Kurtuluş; hürriyet ve adalette!

İslâm âlemi "imân, ibadet ve ahlâk" zaafı içinde. Eğitim, adalet ve toplumsal barış mefluç! Ve bazıları halen kurtuluşun siyaset ve tek adamla olacağını sanıyor!

Oysa, deccalizmsüyfanizm ve Kemalizmin kurguladığı günümüz siyaseti, "menfaat üzerine dönen canavardır." İstibdat, "başına buyrukluk, kural, kanun tanımazlık; hak ve hürriyetlerin bulunmadığı tek adam veya zümre yönetimi, dolayısıyla "Zulüm ve tahakkümdür."1 Müstebit ise; baskıcı, despot; zalim, haksız, acımasız, katı yürekli ve kıyıcı kimsedir. Öyle ise, kurtuluşu siyaset ve istibdattan beklemek ne büyük gaflet!
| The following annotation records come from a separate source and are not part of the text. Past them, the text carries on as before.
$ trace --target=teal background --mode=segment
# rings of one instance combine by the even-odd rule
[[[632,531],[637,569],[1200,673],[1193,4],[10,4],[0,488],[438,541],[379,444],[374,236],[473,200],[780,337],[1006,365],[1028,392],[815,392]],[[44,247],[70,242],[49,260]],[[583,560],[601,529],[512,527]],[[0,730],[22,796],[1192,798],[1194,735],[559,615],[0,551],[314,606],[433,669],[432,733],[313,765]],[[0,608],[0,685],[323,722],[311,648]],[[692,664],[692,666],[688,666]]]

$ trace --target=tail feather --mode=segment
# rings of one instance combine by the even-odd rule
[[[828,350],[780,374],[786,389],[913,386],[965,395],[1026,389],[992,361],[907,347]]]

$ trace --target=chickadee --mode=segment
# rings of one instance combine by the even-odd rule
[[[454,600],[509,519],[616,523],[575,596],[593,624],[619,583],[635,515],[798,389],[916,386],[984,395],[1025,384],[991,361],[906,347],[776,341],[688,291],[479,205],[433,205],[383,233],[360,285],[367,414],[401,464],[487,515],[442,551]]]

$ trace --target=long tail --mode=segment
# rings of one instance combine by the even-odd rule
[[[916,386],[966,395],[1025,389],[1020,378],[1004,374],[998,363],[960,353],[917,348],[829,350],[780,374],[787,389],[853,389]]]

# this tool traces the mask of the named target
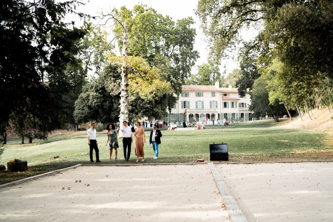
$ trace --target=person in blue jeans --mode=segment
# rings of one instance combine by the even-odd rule
[[[161,143],[161,137],[162,133],[159,130],[157,129],[156,124],[153,125],[153,130],[150,131],[150,137],[149,137],[149,144],[153,144],[153,150],[155,156],[154,159],[157,159],[158,156],[158,145]]]

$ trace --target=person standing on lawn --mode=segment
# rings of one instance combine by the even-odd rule
[[[96,124],[92,122],[91,123],[91,126],[87,131],[87,134],[88,135],[88,145],[89,145],[89,148],[90,148],[89,155],[90,157],[90,163],[92,163],[94,162],[94,160],[92,159],[92,151],[95,150],[95,153],[96,153],[96,162],[102,162],[100,161],[100,155],[99,155],[99,150],[98,150],[98,143],[97,142],[97,140],[96,137]]]
[[[144,162],[144,151],[143,146],[146,142],[146,136],[144,134],[143,127],[141,127],[140,122],[135,123],[137,128],[135,129],[135,155],[137,156],[137,162],[139,161],[139,157],[142,157],[141,162]]]
[[[158,145],[161,143],[162,133],[159,130],[157,129],[156,124],[153,125],[153,130],[150,131],[149,137],[149,144],[153,144],[153,150],[155,154],[154,159],[157,159],[158,156]]]
[[[117,154],[118,153],[117,148],[119,148],[119,145],[118,145],[118,136],[116,130],[116,127],[112,123],[109,124],[106,126],[106,129],[107,130],[107,139],[105,145],[107,146],[107,144],[108,143],[109,144],[109,150],[110,150],[109,160],[111,160],[111,157],[112,155],[112,150],[114,149],[116,156],[114,160],[116,160]]]
[[[124,151],[125,161],[128,162],[131,155],[131,146],[133,142],[132,127],[127,125],[127,121],[123,121],[123,125],[120,127],[120,130],[123,132],[123,148]],[[126,154],[127,150],[127,155]]]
Kurtuluş reçetesi ne Yüz milyonlarca Müslümanın "Ayaklarına konulmuş çeşit çeşit istibdatların kayıtlarını, zincirlerini açacak, dağıtacak, meşveret... âdâb-ı şer'iye ile" süslenen, imanın özelliği olan "hürriyet-i şer'iyedir."2 Meşveret-i şer'iye, dine uygun meşveret, fikir hürriyeti ve adalete riayet edilen meşverettir. Yani, ilim alışverişi, kollektif şuur, katılım, birlikte çalışma ve çoğunluğa göre alındığı sistem ve yönetim biçimidir. "Hürriyet-i şer'iye" ise, Şeriatın (İslâmın) öngördüğü; suçlunun adaletle cezalandırıldığı; kimsenin kimseye tahakküm ile baskı yapmadığı, fertlerin meşrû (kanunî) haklarını şahane kullandığı zemindir.
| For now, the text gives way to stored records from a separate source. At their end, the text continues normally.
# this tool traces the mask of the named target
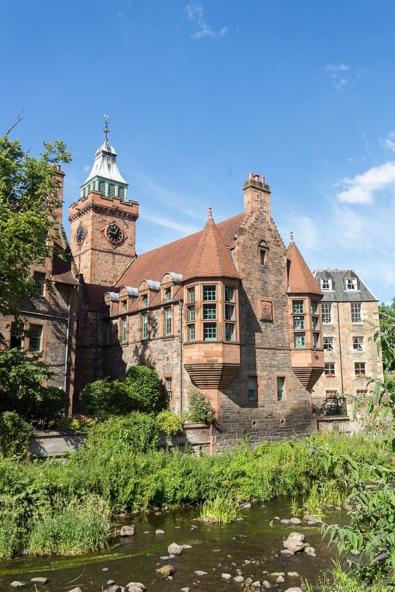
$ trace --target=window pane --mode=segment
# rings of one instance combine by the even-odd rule
[[[292,303],[292,312],[294,314],[300,314],[304,312],[304,301],[294,300]]]
[[[285,376],[277,377],[277,401],[284,400],[284,386],[285,384]]]
[[[217,287],[204,286],[203,300],[217,300]]]
[[[294,345],[296,348],[306,347],[306,334],[304,333],[294,333]]]
[[[248,377],[248,400],[258,400],[258,377],[256,376]]]
[[[304,329],[304,317],[294,317],[294,329]]]
[[[217,323],[204,323],[203,339],[205,341],[215,341],[217,339]]]
[[[225,340],[233,341],[235,332],[235,324],[233,323],[225,323]]]
[[[203,318],[217,318],[217,305],[204,304]]]

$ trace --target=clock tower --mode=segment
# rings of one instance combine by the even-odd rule
[[[117,165],[117,153],[105,139],[95,155],[81,196],[69,209],[70,246],[88,284],[113,286],[136,256],[139,204],[129,200],[128,184]]]

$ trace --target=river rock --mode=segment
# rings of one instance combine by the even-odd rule
[[[130,526],[123,526],[120,530],[121,536],[133,536],[134,534],[134,526],[131,525]]]
[[[42,584],[44,585],[48,583],[48,578],[32,578],[30,581],[32,584]]]
[[[163,565],[163,567],[160,567],[159,570],[157,570],[156,572],[160,574],[160,575],[166,577],[166,575],[171,575],[172,574],[174,573],[174,568],[172,565]]]
[[[182,545],[177,545],[176,543],[172,543],[168,547],[168,553],[169,555],[181,555],[182,552]]]

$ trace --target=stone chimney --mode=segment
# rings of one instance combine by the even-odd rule
[[[264,207],[270,215],[270,188],[265,182],[265,177],[249,173],[243,187],[244,211],[251,213],[259,207]]]

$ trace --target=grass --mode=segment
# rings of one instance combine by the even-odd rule
[[[207,500],[199,509],[199,518],[210,520],[220,524],[233,522],[241,517],[239,504],[226,493],[218,493],[213,500]]]

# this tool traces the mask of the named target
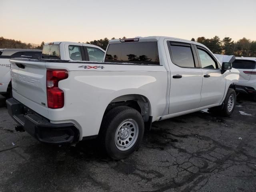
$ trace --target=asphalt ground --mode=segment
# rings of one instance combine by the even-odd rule
[[[238,99],[228,118],[205,110],[153,123],[115,161],[97,140],[54,146],[16,132],[0,96],[0,191],[256,191],[256,102]]]

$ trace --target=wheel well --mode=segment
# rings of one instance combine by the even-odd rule
[[[108,105],[104,115],[118,106],[127,106],[138,111],[142,116],[144,122],[147,122],[150,115],[149,101],[144,96],[138,94],[126,95],[113,99]]]
[[[228,87],[228,88],[231,88],[236,90],[236,84],[234,83],[232,83],[229,86],[229,87]]]

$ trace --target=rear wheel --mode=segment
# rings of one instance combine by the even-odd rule
[[[211,108],[210,109],[210,111],[216,114],[220,114],[224,117],[227,117],[233,112],[236,102],[236,92],[234,89],[229,88],[222,104],[220,106]]]
[[[224,100],[223,107],[221,111],[223,116],[227,117],[232,114],[235,108],[236,102],[236,92],[234,89],[229,88]]]
[[[133,108],[118,106],[103,117],[100,139],[107,154],[119,160],[128,157],[138,148],[144,133],[141,114]]]
[[[2,95],[7,98],[12,97],[12,82],[10,82],[8,85],[6,92],[2,94]]]

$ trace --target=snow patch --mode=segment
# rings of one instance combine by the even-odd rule
[[[210,113],[208,112],[208,109],[203,109],[202,110],[201,110],[201,111],[202,111],[205,113]]]

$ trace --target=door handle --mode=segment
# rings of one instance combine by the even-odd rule
[[[174,78],[174,79],[180,79],[182,77],[182,76],[180,75],[176,75],[172,76],[172,78]]]

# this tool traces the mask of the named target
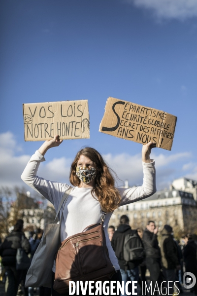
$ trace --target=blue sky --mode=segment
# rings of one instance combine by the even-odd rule
[[[25,142],[22,104],[88,100],[90,140],[47,152],[43,177],[68,180],[76,152],[93,147],[130,185],[142,182],[141,145],[99,133],[107,98],[177,116],[172,150],[155,148],[157,187],[197,180],[196,0],[1,0],[0,185],[20,176],[41,142]]]

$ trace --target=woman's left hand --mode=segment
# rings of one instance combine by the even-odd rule
[[[143,162],[151,162],[150,154],[151,149],[156,147],[156,144],[153,142],[150,142],[145,145],[143,145],[142,150],[142,160]]]

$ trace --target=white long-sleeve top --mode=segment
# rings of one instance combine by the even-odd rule
[[[21,178],[30,187],[46,197],[54,206],[57,211],[62,198],[69,185],[66,183],[52,182],[37,176],[40,162],[45,160],[38,151],[32,156],[27,164]],[[146,163],[142,162],[144,173],[142,186],[125,189],[118,188],[122,200],[120,206],[127,205],[150,196],[156,192],[155,161]],[[100,205],[91,194],[92,187],[73,187],[64,208],[63,217],[61,225],[61,239],[81,232],[92,224],[100,222]],[[61,215],[63,207],[60,210]],[[107,233],[107,227],[112,213],[107,213],[104,220],[103,227],[107,247],[110,259],[116,270],[120,269],[118,259],[113,251]],[[55,264],[53,267],[55,272]]]

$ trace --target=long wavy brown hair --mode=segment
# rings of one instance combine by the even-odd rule
[[[117,209],[121,198],[118,189],[115,187],[115,180],[100,153],[94,148],[86,147],[77,153],[70,171],[70,182],[73,186],[79,186],[81,181],[76,175],[76,167],[81,155],[90,158],[97,169],[96,185],[92,189],[92,195],[95,193],[101,206],[107,212]]]

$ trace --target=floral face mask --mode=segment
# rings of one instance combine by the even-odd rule
[[[76,167],[76,175],[84,183],[88,184],[96,177],[96,168],[89,167]]]

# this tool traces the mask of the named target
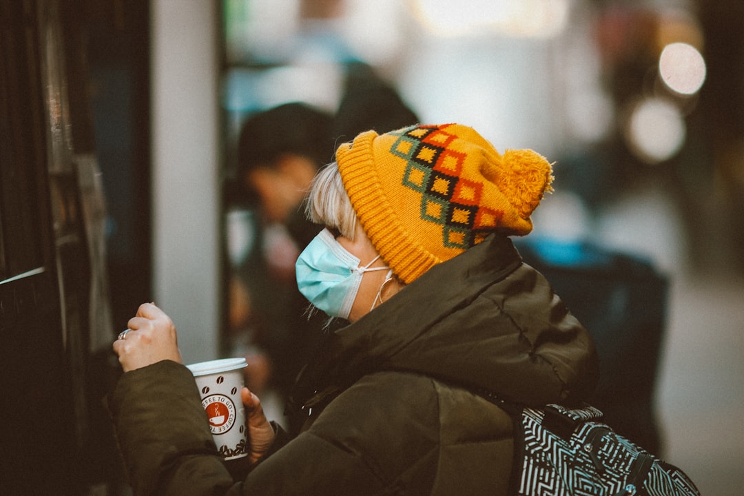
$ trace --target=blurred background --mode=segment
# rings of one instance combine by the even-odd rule
[[[360,126],[393,129],[362,118],[388,102],[554,161],[529,261],[557,287],[577,268],[586,294],[603,281],[600,301],[569,306],[600,335],[623,309],[603,350],[616,379],[645,374],[657,451],[703,495],[744,490],[741,0],[0,0],[0,483],[14,494],[42,493],[45,471],[56,494],[129,494],[102,399],[110,342],[144,301],[173,318],[187,362],[251,357],[281,415],[272,354],[301,355],[301,338],[266,323],[294,312],[301,245],[243,163],[299,121],[240,142],[296,102],[328,117],[324,162]],[[645,357],[623,347],[647,314]]]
Evet, asıl kurtuluşumuz, "Dünyada beşer saadetinin bir sebebi ve hâkimiyet-i milliyeyi temin ile... istibdat ve tahakkümün belâsından kurtaran meşveret-i şer'iyenin mayasıyla mayalandıran meşrutiyet-i meşrûâ"dır.3 Yani, dine, şeriata, hukuka uygun meşrutiyet, demokrasidir. Yönetici, meşrûiyetini idare ettiği devletin gerçek sahibi cemaat ve milletin ona verdiği yetkiden alır.